About Chelyen Davis:
Chelyen Davis is health reporter for The Free Lance-Star
Does HCA’s shadow affect Mary Washington?
At this week’s public hearing for the new Spotsylvania Regional Medical Center, Hap Connors repeated an often-heard thought: that competition between the new hospital and Mary Washington Hospital will be good for everyone. The idea is that patients will benefit when workers at the two hospitals hustle harder to get and keep your business.
But Connors, a member of the Spotsylvania Board of Supervisors, took the notion one step further. He said that the arrival of HCA, the parent company of the new hospital, has already changed Mary Washington. Spotsylvania won’t be open for three months, yet it’s already pushed Mary Washington to add services, he said.
Or as Connors put it, “We appreciate the attention MediCorp has given us. But it would not have occurred without HCA.”

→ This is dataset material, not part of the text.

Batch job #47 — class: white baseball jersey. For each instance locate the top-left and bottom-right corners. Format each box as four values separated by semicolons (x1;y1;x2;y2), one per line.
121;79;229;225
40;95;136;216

If you look at Mary Washington’s recent multimillion dollar expansion program, it’s easy to draw that conclusion. Since 2006, when HCA announced that it wanted to build a hospital in Spotsylvania, Mary Washington has built or is planning a new hospital of its own, a freestanding emergency room, a trauma service, four urgent care centers and a new cancer center.

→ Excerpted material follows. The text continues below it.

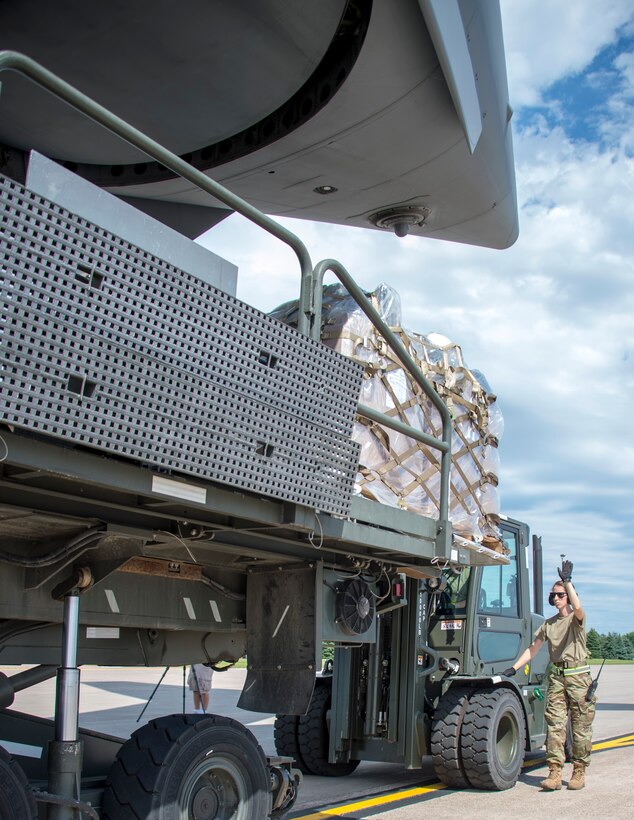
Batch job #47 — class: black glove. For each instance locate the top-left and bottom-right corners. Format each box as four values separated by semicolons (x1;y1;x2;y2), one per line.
557;561;572;584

Ask Mary Washington about it, however, and they’ll remind you that correlation is not causation.
“All of the projects you mention are long-term commitments to the community and were made prior to 2006,” said Kathleen Allenbaugh, spokeswoman, in an e-mail this morning.
Allenbaugh said that the projects were inspired by the region’s dramatic growth and were years in the making. “One cannot look at the COPN process or our public announcements of new services as the beginning of planning,” she said. “In some aspects, it is the end of the planning cycle. We begin to plan in advance of when there is a critical need.”
Update: I had called Connors to ask him about his comments at the hearing, and he returned the call this afternoon. Told about Mary Washington’s response that its actions were long-planned and in reaction to the community’s need, he said, “I don’t doubt they would say that. I would probably say the same thing. God bless them. We love the service. We love the newfound attention, but I don’t believe in coincidences.”